Mon, Jul 06, 2009
Plans Being Developed For Recovery
A submarine sent to look for the Cockpit Voice and Data
Recorders from the Yemenia Airlines Airbus A310 which crashed off
the coast of Comoros Tuesday has detected the signals from the
black boxes. Officials are now planning how to recover them.
The plane went down Tuesday after missing an approach to Moroni
airport in the Yemeni capital. 152 were killed, but a young woman,
now reported to be a 12 year old girl, survived.

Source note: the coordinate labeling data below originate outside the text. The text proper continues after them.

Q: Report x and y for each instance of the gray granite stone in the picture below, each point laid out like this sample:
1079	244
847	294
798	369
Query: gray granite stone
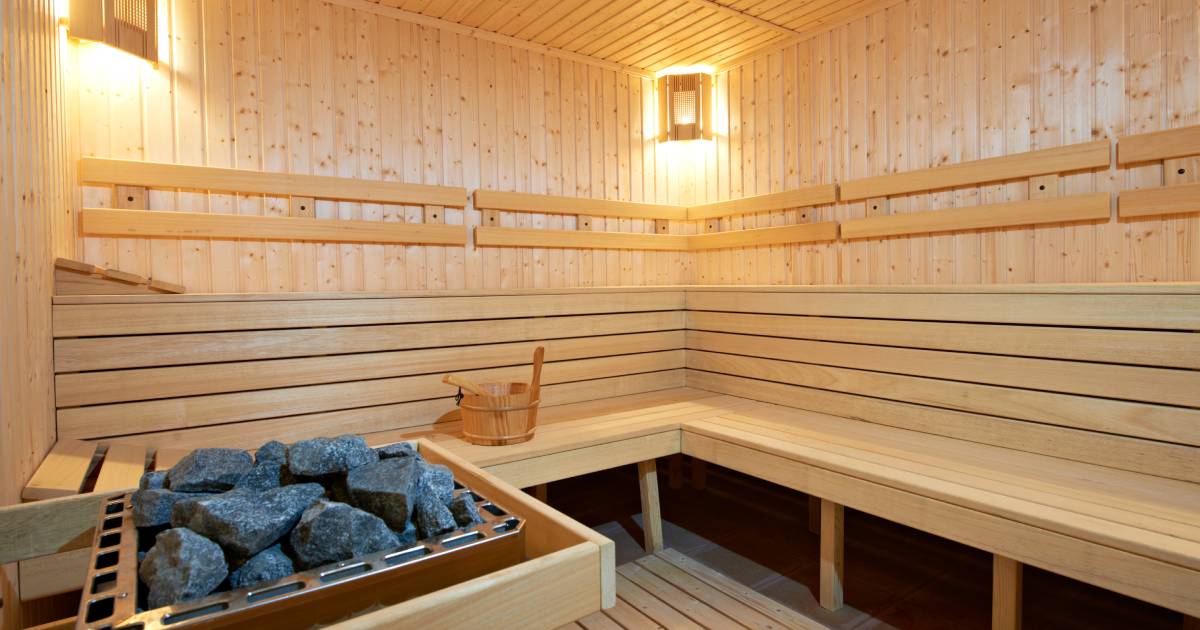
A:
245	522
267	565
180	567
324	456
330	532
432	517
271	451
400	449
264	475
465	511
209	471
153	480
153	507
385	489
437	479
407	535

The Associated
Press reports she was found holding on to some debris in the
water.
The weather was bad at the time of the crash, with heavy
thunderstorms and winds gusting up to 70 miles per hour.
In a one-line
statement, the French accident investigation authority BEA said it
did not know when the aircraft's CVR and CDR would be recovered,
but Yemeni officials said they should have them "within days"
according to the AP. The chief of Yemen's Civil Aviation Authority,
Hamed Ahmad Faraj, said special equipment was being brought from
Djibouti by the French to help in the search.
Meanwhile, thousands gathered over the weekend in France to
protest the condition of Yemenia Airlines equipment flying between
Marseilles and Moroni. Protesters said Yemenia uses newer, safer
planes on the European legs of the flight, but switches to
airplanes with serious safety issues for the final segments.
Yemenia has suspended operations between Marseilles and Moroni for
an "indefinite period" following the protests.